Modulation of the efflux pump ABCG2 117

4.4.7.3 Subcutaneous injection of MCF-7/Topo cells into nude mice

Stimulated by the promising in vitro results, MCF-7/Topo cells were subcutaneously injected into nude mice to establish a subcutaneous tumor model. For this purpose, the human breast cancer cells were injected into both, male and female nude mice in order to check sex-dependent variations in tumor growth. Furthermore, female nude mice were subdivided into 2 groups:

One group of animals was left without additional hormone supplementation; in the other group estradiol depots were implanted to exclude growth retardations of MCF-7/Topo tumors due to estradiol deficiency.

Figure 4.23 shows the implantation procedure of estradiol depots according to Bernhardt et al. [Bernhardt et al., 1992b].

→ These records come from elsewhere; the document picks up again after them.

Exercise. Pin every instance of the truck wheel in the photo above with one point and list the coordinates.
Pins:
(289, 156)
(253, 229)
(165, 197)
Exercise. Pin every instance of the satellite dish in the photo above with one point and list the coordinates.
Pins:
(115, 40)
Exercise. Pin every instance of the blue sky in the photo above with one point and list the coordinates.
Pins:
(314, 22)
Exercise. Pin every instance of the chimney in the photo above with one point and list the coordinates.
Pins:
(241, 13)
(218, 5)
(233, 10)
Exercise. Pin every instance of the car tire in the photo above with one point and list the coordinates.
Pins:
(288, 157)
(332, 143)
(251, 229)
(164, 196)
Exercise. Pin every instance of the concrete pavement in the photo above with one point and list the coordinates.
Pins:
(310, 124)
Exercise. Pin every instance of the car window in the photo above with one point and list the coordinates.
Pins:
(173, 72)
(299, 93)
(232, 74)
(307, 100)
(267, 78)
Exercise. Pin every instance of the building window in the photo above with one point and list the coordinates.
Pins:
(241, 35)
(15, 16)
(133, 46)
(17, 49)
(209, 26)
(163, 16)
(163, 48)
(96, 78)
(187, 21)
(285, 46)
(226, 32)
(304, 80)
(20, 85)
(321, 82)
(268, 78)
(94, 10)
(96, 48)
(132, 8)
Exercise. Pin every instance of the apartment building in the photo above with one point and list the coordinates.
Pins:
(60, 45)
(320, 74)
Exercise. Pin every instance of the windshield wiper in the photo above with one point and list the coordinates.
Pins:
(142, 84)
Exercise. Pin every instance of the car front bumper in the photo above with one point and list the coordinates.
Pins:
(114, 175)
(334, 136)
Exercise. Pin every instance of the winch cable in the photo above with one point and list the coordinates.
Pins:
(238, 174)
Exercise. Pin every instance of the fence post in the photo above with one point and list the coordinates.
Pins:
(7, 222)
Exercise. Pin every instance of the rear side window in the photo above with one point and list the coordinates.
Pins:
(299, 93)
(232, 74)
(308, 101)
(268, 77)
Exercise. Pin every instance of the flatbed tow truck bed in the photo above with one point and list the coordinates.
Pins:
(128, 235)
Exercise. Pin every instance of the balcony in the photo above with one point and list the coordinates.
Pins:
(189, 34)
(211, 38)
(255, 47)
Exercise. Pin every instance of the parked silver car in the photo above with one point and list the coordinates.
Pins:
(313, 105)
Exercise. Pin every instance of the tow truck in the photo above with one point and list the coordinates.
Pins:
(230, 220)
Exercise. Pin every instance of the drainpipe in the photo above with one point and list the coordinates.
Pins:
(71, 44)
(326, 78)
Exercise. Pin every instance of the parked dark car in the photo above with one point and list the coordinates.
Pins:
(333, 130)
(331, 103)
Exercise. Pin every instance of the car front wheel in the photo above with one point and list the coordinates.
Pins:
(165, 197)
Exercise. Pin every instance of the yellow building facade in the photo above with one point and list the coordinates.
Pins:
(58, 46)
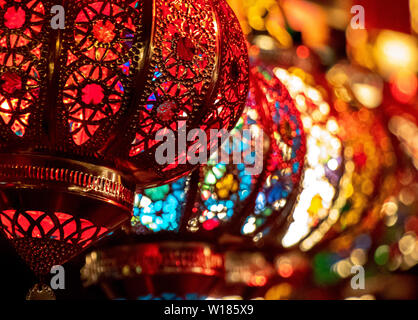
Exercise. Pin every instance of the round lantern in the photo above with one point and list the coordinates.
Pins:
(81, 110)
(224, 204)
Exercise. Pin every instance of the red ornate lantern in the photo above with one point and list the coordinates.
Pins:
(220, 206)
(80, 109)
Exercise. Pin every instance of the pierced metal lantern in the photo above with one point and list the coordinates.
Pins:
(221, 205)
(80, 108)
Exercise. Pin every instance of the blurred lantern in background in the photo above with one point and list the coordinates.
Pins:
(80, 109)
(221, 204)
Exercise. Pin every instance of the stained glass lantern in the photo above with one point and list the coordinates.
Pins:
(352, 162)
(225, 204)
(81, 109)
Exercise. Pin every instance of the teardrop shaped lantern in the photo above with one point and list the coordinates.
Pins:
(224, 204)
(81, 109)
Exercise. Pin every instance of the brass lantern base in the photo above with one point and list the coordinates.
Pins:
(154, 269)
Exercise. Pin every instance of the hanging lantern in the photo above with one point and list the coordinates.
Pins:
(223, 204)
(81, 109)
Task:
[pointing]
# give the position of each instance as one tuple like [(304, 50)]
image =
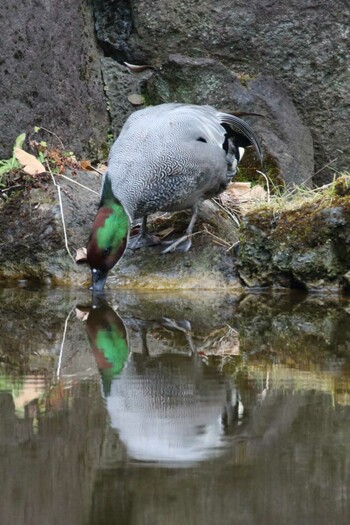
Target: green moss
[(247, 171)]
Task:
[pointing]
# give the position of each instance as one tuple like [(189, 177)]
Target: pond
[(195, 408)]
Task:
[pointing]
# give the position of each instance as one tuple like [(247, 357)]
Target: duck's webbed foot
[(182, 244), (143, 238), (140, 241)]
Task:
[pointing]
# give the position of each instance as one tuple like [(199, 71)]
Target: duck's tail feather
[(241, 132)]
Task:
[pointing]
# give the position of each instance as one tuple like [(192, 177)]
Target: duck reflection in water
[(172, 408)]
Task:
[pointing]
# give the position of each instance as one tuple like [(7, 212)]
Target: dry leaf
[(86, 165), (82, 315), (81, 255), (30, 164), (136, 100), (136, 68)]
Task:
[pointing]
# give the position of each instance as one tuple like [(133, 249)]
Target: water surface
[(187, 409)]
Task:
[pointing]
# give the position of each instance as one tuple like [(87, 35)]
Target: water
[(188, 409)]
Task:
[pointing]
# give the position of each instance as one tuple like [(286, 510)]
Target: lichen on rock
[(306, 245)]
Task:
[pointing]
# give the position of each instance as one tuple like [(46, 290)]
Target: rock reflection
[(173, 408)]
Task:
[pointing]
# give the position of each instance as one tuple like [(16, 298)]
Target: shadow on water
[(184, 409)]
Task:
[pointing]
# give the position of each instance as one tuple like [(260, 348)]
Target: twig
[(232, 246), (267, 184), (61, 208), (52, 133), (97, 171), (12, 188), (78, 183), (59, 364), (233, 217)]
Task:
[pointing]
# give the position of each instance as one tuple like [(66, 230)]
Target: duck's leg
[(143, 238), (184, 243)]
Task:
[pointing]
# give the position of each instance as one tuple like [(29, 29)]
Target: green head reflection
[(108, 340)]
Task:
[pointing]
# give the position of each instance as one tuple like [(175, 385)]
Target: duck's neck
[(112, 224)]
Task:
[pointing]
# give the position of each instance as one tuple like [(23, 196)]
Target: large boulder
[(287, 142), (51, 75), (303, 46), (303, 246)]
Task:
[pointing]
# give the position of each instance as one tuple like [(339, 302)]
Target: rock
[(32, 246), (303, 46), (287, 142), (51, 77), (306, 247), (120, 84)]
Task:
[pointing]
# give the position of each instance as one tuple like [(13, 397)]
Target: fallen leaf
[(136, 100), (82, 315), (102, 167), (81, 255), (86, 165), (31, 165)]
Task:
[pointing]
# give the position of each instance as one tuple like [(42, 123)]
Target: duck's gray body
[(170, 157)]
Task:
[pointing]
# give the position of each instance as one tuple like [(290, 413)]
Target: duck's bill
[(98, 280)]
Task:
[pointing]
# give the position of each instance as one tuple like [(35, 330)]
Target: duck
[(167, 157)]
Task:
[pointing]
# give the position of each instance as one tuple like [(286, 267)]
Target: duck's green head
[(107, 242)]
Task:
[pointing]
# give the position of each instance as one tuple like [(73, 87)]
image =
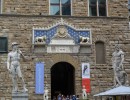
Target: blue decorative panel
[(39, 78)]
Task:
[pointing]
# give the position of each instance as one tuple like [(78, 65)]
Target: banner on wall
[(86, 76), (39, 78)]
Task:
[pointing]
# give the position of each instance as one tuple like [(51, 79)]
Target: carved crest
[(62, 31)]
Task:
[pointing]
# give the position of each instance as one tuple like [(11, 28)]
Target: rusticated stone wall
[(79, 7), (19, 29)]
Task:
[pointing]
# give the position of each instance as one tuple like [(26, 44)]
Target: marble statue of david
[(13, 66)]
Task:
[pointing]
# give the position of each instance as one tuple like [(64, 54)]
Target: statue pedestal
[(19, 96)]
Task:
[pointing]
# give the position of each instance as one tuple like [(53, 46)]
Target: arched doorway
[(62, 79)]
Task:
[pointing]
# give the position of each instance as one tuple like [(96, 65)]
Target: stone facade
[(20, 17)]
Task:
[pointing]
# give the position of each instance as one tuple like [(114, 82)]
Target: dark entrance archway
[(62, 79)]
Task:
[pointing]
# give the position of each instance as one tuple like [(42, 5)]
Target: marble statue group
[(120, 76), (13, 66)]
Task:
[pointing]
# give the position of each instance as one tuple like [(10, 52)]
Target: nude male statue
[(84, 94), (13, 65)]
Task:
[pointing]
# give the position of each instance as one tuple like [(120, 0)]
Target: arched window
[(100, 52)]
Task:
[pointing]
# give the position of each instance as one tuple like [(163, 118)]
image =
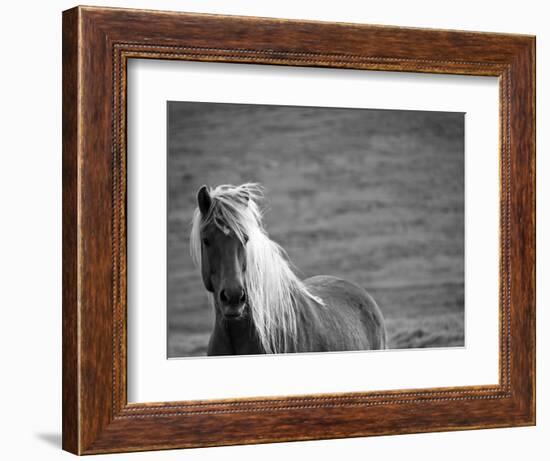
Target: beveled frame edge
[(97, 43)]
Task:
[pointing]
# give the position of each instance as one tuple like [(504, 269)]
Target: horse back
[(350, 307)]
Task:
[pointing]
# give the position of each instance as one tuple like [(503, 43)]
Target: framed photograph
[(282, 230)]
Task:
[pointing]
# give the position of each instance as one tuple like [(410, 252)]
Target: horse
[(261, 306)]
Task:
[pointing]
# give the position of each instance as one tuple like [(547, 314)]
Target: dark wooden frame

A total of 22 mice were included in this investigation on the in vivo growth of MCF-7/Topo cells. Over a period of more than 3 months, in none group, the subcutaneously injected breast cancer cells resulted in tumor growth. Therefore, these attempts to establish a subcutaneous model of ABCG2-overexpressing MCF-7/Topo tumors, failed.

Figure 4.23: Implantation procedure of estradiol depots. a) Opening of skin on anesthetized female nude mice, b) subcutaneous placement of estradiol depots and c) mice with subcutaneous implanted estradiol depots after skin closure by brackets. Tumor cell suspensions were subcutaneously injected 7 days after estradiol depot implantation.